Notez au passage qu’eux seuls ont ces interrogations…

Les très nombreuses Personnes qui étaient présentes ne comprennent sans doute pas tout de ce que Jésus leur dit, mais elles viennent de pouvoir se nourrir grâce à lui…
Du coup, de façon très « terre à terre », elles sont attentives à ce que Jésus leur dit.
Je viens de le dire, elles ne comprenaient sans doute pas tout, mais au moins avaient elles leur esprit assez ouvert pour entendre tout le message du Christ et ne pas fermer leurs oreilles et surtout leurs cœurs parce que quelques mots peuvent leur sembler difficile à comprendre.

Dans cet Evangile, le Christ, une nouvelle fois, nous demande de le suivre…
Il nous demande de caler notre vie sur la sienne pour obtenir la vie éternelle.

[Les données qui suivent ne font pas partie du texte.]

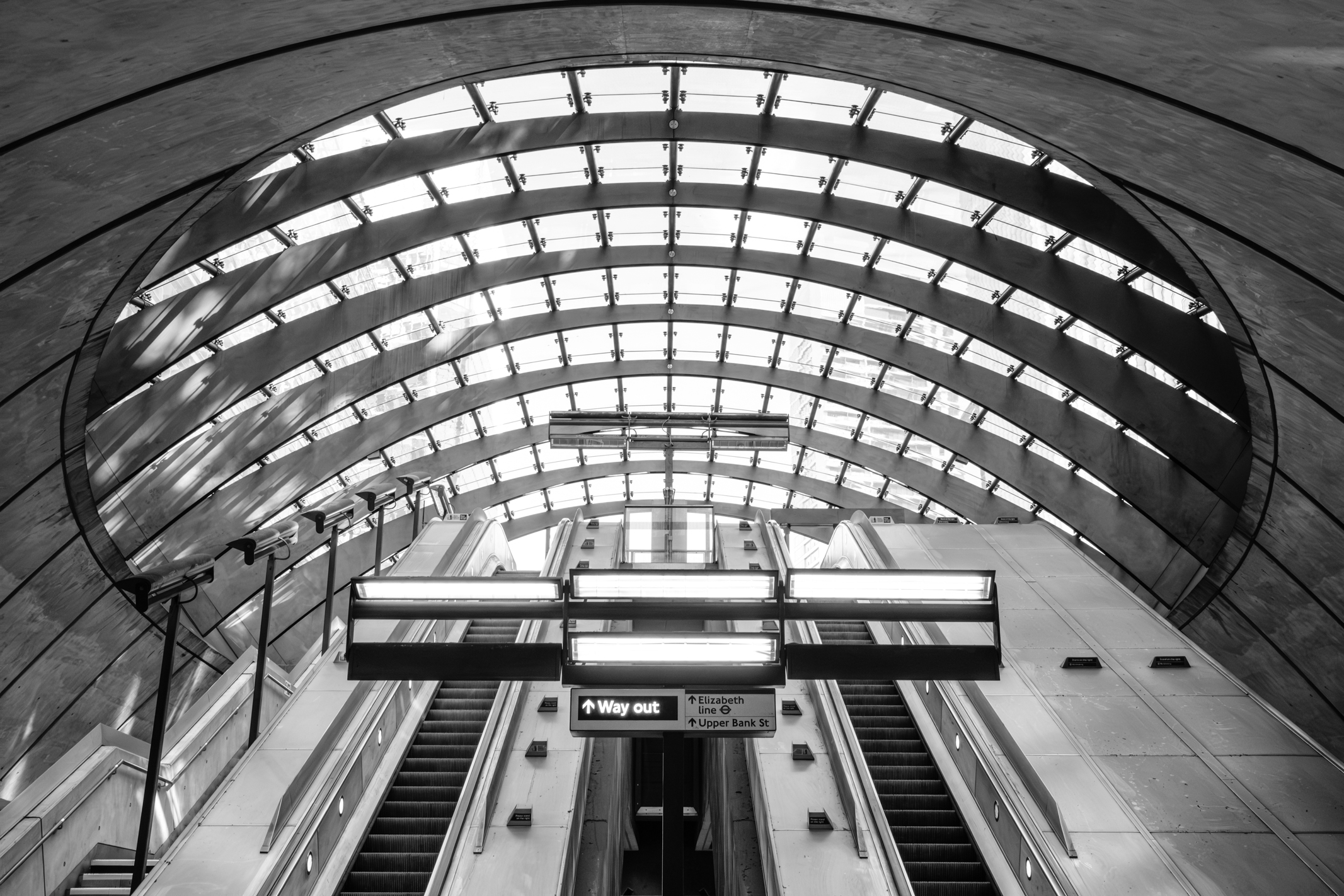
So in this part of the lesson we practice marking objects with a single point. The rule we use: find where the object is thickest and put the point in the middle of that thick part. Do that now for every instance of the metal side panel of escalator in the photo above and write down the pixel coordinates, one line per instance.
(936, 848)
(402, 846)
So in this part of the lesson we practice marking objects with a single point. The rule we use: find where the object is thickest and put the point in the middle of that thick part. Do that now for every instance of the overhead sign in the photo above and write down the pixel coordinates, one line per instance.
(699, 712)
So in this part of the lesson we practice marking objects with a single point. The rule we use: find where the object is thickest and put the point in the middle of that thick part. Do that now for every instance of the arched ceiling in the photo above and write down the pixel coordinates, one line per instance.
(983, 281)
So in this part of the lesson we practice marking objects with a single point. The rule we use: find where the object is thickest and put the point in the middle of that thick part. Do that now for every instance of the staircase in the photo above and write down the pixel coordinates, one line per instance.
(399, 852)
(937, 851)
(106, 878)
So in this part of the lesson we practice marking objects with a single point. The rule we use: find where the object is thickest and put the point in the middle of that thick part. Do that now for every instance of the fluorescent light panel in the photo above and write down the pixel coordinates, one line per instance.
(674, 649)
(481, 589)
(670, 586)
(887, 585)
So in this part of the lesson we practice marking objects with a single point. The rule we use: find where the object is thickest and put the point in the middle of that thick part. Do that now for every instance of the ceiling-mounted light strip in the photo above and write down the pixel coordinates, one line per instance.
(674, 648)
(888, 585)
(665, 585)
(456, 589)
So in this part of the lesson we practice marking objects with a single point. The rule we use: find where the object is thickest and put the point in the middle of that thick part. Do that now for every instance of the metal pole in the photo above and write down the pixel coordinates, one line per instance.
(331, 590)
(378, 546)
(674, 821)
(156, 749)
(260, 677)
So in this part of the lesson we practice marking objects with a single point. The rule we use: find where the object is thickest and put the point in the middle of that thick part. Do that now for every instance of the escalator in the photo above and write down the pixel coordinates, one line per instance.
(399, 851)
(936, 848)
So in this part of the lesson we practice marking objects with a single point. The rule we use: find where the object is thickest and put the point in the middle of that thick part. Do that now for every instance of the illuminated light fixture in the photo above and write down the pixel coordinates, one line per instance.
(888, 585)
(674, 648)
(459, 589)
(662, 585)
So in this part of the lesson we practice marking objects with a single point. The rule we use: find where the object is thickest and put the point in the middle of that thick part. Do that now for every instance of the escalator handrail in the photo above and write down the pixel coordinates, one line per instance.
(843, 740)
(476, 771)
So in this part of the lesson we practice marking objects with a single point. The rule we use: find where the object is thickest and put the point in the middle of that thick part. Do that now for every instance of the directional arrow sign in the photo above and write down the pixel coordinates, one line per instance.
(701, 712)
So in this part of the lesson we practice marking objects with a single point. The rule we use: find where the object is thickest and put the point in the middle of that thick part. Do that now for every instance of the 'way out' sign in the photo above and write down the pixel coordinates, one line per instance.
(699, 712)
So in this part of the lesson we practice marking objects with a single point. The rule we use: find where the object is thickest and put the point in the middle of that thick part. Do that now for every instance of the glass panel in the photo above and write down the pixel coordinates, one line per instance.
(873, 185)
(557, 459)
(589, 345)
(905, 384)
(819, 98)
(433, 382)
(472, 180)
(249, 250)
(706, 226)
(502, 241)
(696, 342)
(949, 203)
(306, 302)
(550, 168)
(444, 110)
(472, 477)
(774, 233)
(907, 261)
(410, 449)
(640, 285)
(527, 505)
(577, 230)
(1004, 429)
(397, 198)
(713, 163)
(455, 432)
(366, 280)
(803, 355)
(520, 299)
(566, 496)
(750, 345)
(382, 402)
(484, 365)
(728, 491)
(537, 353)
(669, 534)
(878, 316)
(791, 169)
(765, 292)
(692, 394)
(909, 116)
(413, 328)
(843, 245)
(982, 137)
(737, 396)
(179, 282)
(797, 406)
(608, 488)
(529, 97)
(972, 282)
(638, 226)
(580, 289)
(629, 163)
(539, 406)
(320, 222)
(625, 89)
(366, 132)
(245, 331)
(836, 420)
(511, 465)
(820, 301)
(504, 415)
(1022, 227)
(713, 89)
(347, 353)
(335, 423)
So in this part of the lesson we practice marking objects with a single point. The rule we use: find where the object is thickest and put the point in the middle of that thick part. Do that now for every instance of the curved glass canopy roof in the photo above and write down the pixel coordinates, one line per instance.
(420, 288)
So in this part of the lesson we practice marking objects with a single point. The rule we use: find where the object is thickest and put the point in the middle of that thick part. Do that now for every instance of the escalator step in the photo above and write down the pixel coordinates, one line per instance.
(938, 854)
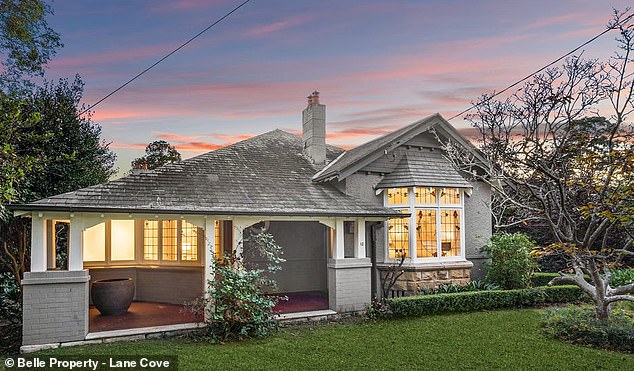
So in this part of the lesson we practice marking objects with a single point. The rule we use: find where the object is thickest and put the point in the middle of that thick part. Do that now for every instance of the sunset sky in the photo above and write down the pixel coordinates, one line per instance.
(379, 65)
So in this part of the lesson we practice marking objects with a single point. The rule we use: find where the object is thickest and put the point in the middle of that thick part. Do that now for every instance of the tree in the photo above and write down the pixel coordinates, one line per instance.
(63, 152)
(157, 154)
(561, 154)
(26, 40)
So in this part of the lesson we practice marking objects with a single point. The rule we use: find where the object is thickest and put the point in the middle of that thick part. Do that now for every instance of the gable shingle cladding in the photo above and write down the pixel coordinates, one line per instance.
(264, 175)
(423, 168)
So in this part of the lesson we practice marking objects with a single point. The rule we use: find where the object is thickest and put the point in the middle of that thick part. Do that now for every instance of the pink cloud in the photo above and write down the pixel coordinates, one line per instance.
(265, 29)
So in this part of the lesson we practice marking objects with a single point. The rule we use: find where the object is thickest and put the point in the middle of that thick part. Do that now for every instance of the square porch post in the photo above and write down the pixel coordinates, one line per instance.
(38, 244)
(359, 239)
(75, 247)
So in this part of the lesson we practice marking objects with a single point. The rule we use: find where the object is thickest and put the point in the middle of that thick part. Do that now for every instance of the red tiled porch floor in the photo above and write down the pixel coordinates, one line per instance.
(148, 314)
(141, 314)
(302, 302)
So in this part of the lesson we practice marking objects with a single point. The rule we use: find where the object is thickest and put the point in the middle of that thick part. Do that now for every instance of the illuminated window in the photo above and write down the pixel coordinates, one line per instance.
(189, 244)
(426, 239)
(398, 236)
(425, 195)
(450, 232)
(94, 243)
(150, 240)
(121, 240)
(434, 228)
(169, 240)
(397, 196)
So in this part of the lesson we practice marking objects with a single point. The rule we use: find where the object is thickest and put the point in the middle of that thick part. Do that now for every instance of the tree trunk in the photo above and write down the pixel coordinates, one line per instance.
(603, 310)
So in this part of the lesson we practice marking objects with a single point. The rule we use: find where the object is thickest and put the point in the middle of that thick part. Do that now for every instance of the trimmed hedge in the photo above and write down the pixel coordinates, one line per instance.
(482, 300)
(542, 279)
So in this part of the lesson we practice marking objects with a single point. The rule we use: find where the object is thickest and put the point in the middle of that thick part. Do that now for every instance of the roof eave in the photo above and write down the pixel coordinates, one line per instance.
(386, 213)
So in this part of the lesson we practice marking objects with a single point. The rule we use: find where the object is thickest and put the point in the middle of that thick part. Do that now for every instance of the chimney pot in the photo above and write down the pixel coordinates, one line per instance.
(314, 129)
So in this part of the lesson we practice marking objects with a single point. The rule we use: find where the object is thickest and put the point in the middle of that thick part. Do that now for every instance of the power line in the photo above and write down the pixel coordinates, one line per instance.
(164, 58)
(541, 69)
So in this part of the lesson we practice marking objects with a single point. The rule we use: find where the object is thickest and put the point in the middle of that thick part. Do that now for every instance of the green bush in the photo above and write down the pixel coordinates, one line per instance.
(483, 300)
(622, 277)
(512, 263)
(580, 326)
(235, 301)
(10, 314)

Et une fois encore, Jésus ne donne pas la vie éternelle comme une récompense…
Une fois encore, j’insiste sur le fait que Dieu ne donne pas de bons points.
Une fois encore, j’insiste sur le fait qu’il n’est pas un apothicaire  qui aurait un grand livre avec les noms de chacun d’entre nous et qui mettrait un rond vert en face de ces noms quand nous faisons une bonne action ou une croix rouge quand nous en faisons une mauvaise.

Il nous aime et c’est tout.

Et si le Christ nous dit que c’est en calant nos vies sur la sienne que nous obtiendrons la vie éternelle, c’est simplement parce que ce n’est qu’en agissant à son image que nous aurons une vie qui nous permettra de comprendre le bonheur que représente la vie éternelle et de la rejoindre vraiment.

Pour terminer nous trouvons le très court texte de la seconde lecture.

C’est ce texte qui nous dit que chaque fois que nous participons aux sacrements et plus particulièrement à l’Eucharistie, nous faisons un corps à corps avec Dieu, que nous puisons à la source et que nous refaisons « le plein » si je puis dire, pour repartir dans le monde à la suite du Christ.